Against Minnesota, Quinn attempted just three shots in the first half. The Sparks trailed at halftime. Midway through the third quarter, Los Angeles faced a deficit of nine points. Quinn then decided to go to work. Scoring nine of her 11 points in the third quarter, Quinn helped the Sparks overcome a 52-43 hole enroute to a 82-74 win at Staples Center.
Shooting the ball more often is something her team needs, Quinn admits.
“They’re in my ear about that all year, to be able to take open shots,” said Quinn. “That’s going to open it up more for my teammates. The shots that I get…I need to be able to take those shots. It’s better for our team as a whole.”
Parker showed Minnesota that she’s back. Behind the spectacular play of Parker, the Sparks resembled the dominating team they were before she went away for most of the season last year, trying to recover from surgery.
Parker scored 19 points and snatched 10 rebounds to lead the Sparks. Parker also added three assists and three block shots in a strong all-around performance. Moore, a two-time Wooden Award winner in college and a rookie with Minnesota, led all players with 21 points and grabbed four rebounds.
““It was great,” Moore said. “I had a lot of fun out there. The environment was intensive. The crowd was great. It was a real competitive basketball game. It always helps when you’re making your shots. I thought it was a great experience.”
Thanks to the clutch shooting of Quinn in the third quarter, the Sparks firmly took control of the game.
The backdrop behind the game, however, was how well would Parker and Moore both play if they were matched up against one another. That didn’t happen too often. Both players played well. Parker, after missing a large bulk of the Sparks’ season last year after having a surgery to fix a lingering shoulder injury, came into the season with a mission to return to her dominant form.
For much of the game, Parker played like her old self, grabbing rebounds with ease, leading the fast break and playing stifling defense. Moore played exceptionally well in her first regular season game.

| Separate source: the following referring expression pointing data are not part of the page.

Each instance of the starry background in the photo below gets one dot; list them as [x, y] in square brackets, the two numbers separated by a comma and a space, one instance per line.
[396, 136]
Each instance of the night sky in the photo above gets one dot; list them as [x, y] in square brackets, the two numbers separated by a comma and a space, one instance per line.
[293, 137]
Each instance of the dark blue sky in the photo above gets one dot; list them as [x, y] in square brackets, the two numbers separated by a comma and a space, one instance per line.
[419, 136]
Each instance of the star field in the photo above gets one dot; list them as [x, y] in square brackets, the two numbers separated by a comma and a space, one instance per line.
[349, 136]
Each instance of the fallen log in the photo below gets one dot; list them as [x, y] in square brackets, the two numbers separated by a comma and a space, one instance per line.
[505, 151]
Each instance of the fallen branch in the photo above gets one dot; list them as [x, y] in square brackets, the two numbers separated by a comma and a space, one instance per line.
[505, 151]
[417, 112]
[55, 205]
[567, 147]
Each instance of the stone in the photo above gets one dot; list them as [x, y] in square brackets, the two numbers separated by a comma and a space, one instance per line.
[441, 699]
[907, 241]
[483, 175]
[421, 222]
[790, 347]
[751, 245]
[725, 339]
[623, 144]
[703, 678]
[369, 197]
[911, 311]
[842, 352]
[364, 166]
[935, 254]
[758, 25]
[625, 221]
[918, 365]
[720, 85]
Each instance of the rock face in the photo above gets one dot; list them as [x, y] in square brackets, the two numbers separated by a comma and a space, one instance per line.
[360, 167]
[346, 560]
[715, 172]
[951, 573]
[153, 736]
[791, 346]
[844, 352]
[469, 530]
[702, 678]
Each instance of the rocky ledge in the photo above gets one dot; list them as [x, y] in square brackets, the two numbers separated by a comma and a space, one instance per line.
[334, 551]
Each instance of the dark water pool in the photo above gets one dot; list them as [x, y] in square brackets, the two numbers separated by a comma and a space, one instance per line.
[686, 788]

After being outplayed by Minnesota in the first half, the Sparks picked up the slack midway through the third quarter. Minnesota played Los Angeles even in the first quarter with both teams ending the period tied at 18.
Minnesota then outscored the Sparks 25-19 in the second quarter to take a 43-37 advantage into halftime. The Sparks earned their win of the season, thanks in part to their defensive play in the final quarter of the game, limiting Minnesota to 35 percent shooting. Minnesota converted just five of the 14 shots they attempted in the fourth quarter.
“We got down by nine from standing and watching and not playing good defense and rebounding the ball,” Parker said. “We just buckled down in the second half and we were able to get that run, knock down shots.”
The Sparks, getting solid play in the fourth period from Jenna O’Hea and DeLisha Milton-Jones, outscored Minnesota 23-17 to seal the win.